Opportunities and Challenges in Global Network Cameras
Associate Professor Yung-Hsiang Lu, School of Electrical and Computer Engineering and (by courtesy) the Department of Computer Science, Purdue University
Millions of network cameras have been deployed. Many of these cameras provide publicly available data, continuously streaming live views of national parks, city halls, streets, highways, and shopping malls.
A person may see multiple tourist attractions through these cameras, without leaving home. Researchers may observe the weather in different cities. Using the data, it is possible to observe natural disasters at a safe distance. News reporters may obtain instant views of an unfolding event. A spectator may watch a celebration parade from multiple locations using street cameras.
Despite the many promising applications, the opportunities of using global network cameras for creating multimedia content have not been fully exploited. The opportunities also bring forth many challenges. Managing the large amount of data would require fundamentally new thinking.

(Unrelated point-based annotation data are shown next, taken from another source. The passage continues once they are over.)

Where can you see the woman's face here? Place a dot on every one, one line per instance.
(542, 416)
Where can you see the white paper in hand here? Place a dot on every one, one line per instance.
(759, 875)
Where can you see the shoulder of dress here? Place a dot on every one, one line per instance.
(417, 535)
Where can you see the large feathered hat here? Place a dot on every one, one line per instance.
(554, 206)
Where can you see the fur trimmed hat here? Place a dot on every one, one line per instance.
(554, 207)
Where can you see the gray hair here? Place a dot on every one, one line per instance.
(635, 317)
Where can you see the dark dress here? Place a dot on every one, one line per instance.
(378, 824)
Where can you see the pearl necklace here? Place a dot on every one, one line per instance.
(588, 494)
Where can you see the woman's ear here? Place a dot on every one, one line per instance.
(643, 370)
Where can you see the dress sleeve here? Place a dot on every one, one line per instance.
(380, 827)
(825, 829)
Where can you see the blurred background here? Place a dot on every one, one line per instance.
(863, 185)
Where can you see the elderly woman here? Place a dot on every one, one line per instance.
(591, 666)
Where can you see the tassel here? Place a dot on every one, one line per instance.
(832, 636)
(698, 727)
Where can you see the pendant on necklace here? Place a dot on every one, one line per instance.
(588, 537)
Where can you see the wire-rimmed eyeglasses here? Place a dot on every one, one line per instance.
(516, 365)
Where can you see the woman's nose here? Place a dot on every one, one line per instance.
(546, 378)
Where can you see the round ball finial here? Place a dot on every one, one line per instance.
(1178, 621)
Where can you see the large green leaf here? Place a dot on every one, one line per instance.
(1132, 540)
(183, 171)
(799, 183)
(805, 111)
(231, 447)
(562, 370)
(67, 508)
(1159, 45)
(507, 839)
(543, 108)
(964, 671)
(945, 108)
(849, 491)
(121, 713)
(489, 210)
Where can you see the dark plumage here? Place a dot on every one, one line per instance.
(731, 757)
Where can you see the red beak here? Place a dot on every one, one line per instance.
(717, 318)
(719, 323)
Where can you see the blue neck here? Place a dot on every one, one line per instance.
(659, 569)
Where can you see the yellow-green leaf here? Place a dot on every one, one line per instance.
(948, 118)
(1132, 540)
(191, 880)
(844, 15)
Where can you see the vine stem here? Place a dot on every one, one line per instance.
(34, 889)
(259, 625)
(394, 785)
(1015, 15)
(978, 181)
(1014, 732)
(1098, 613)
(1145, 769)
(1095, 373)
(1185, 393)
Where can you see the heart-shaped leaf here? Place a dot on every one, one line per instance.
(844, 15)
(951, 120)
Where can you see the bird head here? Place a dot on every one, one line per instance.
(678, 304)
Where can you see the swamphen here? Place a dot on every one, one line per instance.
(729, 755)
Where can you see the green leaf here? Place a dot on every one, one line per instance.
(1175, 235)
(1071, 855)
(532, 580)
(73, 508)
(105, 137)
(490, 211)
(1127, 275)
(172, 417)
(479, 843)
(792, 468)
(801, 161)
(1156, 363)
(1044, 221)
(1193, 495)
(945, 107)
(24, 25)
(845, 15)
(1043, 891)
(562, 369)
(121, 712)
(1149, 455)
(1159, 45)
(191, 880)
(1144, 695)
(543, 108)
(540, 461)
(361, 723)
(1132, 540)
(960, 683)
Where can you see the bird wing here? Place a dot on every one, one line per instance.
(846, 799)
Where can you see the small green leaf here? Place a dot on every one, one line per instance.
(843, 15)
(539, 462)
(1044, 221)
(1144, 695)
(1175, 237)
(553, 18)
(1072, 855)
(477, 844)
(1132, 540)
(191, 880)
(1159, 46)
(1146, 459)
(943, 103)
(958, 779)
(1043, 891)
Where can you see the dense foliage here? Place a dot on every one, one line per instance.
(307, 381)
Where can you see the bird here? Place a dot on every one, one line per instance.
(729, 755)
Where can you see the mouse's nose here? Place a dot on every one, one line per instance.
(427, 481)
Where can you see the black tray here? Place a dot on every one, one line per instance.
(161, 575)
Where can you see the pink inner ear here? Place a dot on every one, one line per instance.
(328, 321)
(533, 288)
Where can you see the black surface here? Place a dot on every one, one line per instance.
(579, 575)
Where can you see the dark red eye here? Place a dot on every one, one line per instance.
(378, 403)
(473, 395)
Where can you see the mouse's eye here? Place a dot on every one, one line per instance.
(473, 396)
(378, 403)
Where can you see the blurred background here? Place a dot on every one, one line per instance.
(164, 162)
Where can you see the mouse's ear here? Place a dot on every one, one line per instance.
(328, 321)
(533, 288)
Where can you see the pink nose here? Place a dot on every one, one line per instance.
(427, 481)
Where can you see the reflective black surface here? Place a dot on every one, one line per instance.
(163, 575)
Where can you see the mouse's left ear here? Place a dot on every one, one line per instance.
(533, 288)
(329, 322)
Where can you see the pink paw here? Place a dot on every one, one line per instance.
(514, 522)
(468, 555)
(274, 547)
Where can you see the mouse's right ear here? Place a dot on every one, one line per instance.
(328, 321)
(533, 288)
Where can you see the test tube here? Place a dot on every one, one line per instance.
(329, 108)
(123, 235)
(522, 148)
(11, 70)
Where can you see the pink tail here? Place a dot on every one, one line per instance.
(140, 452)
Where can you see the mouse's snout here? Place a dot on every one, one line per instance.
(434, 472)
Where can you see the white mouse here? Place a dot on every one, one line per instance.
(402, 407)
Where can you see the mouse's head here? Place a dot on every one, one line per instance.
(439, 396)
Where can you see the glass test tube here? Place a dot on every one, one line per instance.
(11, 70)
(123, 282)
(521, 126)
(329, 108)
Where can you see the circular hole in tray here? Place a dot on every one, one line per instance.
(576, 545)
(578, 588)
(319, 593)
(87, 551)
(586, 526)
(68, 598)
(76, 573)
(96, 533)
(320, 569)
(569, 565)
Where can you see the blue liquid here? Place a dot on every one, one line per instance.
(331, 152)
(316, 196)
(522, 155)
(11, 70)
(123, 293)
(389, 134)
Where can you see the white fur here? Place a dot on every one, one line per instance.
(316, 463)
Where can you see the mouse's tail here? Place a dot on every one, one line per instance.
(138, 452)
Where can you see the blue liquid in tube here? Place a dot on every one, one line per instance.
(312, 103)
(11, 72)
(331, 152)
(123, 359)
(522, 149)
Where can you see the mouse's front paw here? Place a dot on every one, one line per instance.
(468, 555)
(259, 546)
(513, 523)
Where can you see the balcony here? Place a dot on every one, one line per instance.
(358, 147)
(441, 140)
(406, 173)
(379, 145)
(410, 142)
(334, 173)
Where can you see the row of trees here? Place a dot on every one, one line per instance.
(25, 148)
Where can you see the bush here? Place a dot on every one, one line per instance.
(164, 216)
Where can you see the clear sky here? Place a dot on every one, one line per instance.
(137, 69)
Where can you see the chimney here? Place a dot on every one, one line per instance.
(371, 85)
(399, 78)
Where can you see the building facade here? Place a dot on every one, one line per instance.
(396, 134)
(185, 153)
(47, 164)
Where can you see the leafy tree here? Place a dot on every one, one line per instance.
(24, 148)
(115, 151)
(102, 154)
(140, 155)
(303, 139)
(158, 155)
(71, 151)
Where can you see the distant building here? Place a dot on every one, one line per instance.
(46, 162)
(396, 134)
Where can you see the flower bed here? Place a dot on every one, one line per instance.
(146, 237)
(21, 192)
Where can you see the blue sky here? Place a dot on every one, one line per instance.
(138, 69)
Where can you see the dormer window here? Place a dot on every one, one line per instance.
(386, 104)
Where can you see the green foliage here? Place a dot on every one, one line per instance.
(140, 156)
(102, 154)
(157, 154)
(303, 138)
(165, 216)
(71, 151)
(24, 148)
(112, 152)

The data from network cameras are unstructured and have few metadata describing the content. Searching the relevant content would be a challenge. Because network cameras continuously produce data, processing must be able to handle the streaming data. This imposes stringent requirements of the performance.
In this presentation, I will share the experience of building a software system that aims to explore the opportunities using the data from global network cameras. CAM2 (Continuous Analysis of Many CAMeras) is a cloud-based system for studying the worldwide phenomena using network cameras. CAM2 provides an event-based API (application programming interface) and is open to researchers to analyse the data for their studies. The web interface allows users to select the cameras for analysis. The cloud computing engine can scale in response to the needs of analysis programs.
Yung-Hsiang Lu is an Associate Professor in the School of Electrical and Computer Engineering and (by courtesy) the Department of Computer Science of Purdue University. He is an ACM distinguished scientist and ACM distinguished speaker. He is a member in the organising committee of the IEEE Rebooting Computing Initiative. He is the lead organiser of the first Low-Power Image Recognition Challenge in 2015, the chair (2014-2016) of the Multimedia Communication Systems Interest Group in IEEE Multimedia Communications Technical Committee.
He obtained his Ph.D. from the Department of Electrical Engineering at Stanford University.
This project is supported in part by the US National Science Foundation grants 1535108, 1530914, 1427808, 0958487. Any opinions, findings, and conclusions or recommendations expressed in this presentation are those of the speaker and do not necessarily reflect the views of the National Science Foundation.